Balears disfruta de la libre elección de centro y de automóvil, en ambos casos para quienes puedan pagarlos. Mejor todavía, los contribuyentes sufragan los colegios exclusivos a los que tienen vedado el acceso, vía cesión de terrenos públicos. Cuando las estrecheces económicas empujan al éxodo hacia la red pública –donde los alumnos conocerán a los primeros inmigrantes de su vida–, por la dificultad de abonar la factura enmascarada o descarada de los centros concertados y privados, se culpa a los exprimidos ciudadanos de no aportar fondos con la generosidad suficiente, a través de las instituciones votadas. Extraño silogismo.

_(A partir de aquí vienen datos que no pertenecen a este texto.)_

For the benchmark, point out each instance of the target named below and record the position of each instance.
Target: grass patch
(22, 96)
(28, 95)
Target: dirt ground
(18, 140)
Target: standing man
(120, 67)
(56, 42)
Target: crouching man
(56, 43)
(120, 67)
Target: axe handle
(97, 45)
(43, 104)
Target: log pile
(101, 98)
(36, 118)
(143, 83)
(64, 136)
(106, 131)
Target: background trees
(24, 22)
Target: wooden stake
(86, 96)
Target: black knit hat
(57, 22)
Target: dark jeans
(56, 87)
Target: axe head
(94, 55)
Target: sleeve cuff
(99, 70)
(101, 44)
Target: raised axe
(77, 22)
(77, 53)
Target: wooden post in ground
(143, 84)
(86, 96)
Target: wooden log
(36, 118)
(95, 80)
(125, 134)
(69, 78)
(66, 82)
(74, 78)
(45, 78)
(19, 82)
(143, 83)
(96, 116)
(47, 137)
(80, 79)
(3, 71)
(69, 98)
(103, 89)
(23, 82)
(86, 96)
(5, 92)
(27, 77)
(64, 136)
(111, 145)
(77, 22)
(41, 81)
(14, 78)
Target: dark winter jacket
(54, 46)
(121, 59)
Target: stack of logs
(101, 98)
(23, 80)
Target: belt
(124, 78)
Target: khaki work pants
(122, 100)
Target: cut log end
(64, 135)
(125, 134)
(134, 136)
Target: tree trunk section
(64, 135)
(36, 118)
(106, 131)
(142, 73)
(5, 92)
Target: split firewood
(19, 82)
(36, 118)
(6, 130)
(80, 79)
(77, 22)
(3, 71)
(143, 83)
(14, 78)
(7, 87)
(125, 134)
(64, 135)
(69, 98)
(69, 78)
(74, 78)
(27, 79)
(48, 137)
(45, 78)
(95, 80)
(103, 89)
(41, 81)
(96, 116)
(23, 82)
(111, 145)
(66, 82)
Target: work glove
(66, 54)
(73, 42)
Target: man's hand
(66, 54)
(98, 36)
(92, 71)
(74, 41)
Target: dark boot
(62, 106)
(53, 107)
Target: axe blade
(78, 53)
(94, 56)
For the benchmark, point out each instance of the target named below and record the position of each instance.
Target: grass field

La cuestión es otra. Bancos y cajas engañaron a millones de propietarios, con el señuelo de que los precios de la vivienda no bajarían nunca. En realidad, operaban con la convicción de que la hipoteca sería el último pago a incumplir. De ahí, al desastre. La educación encabezaba asimismo la lista de gastos familiares irrenunciables, pero se recorta drásticamente. En lugar de culpar a quienes siempre pagan, los gestores privados deberían revisar la calidad de los servicios cancelados por sus clientes. O denunciar que la desigualdad económica creciente –un estudio inminente del Banco de España confirmará la concentración de la riqueza familiar en los segmentos de privilegio– perjudica su negocio. Culpar a un débil Govern de izquierdas obliga a compadecer a las clases desahogadas, un contorsionismo excesivo incluso en tiempos de crisis.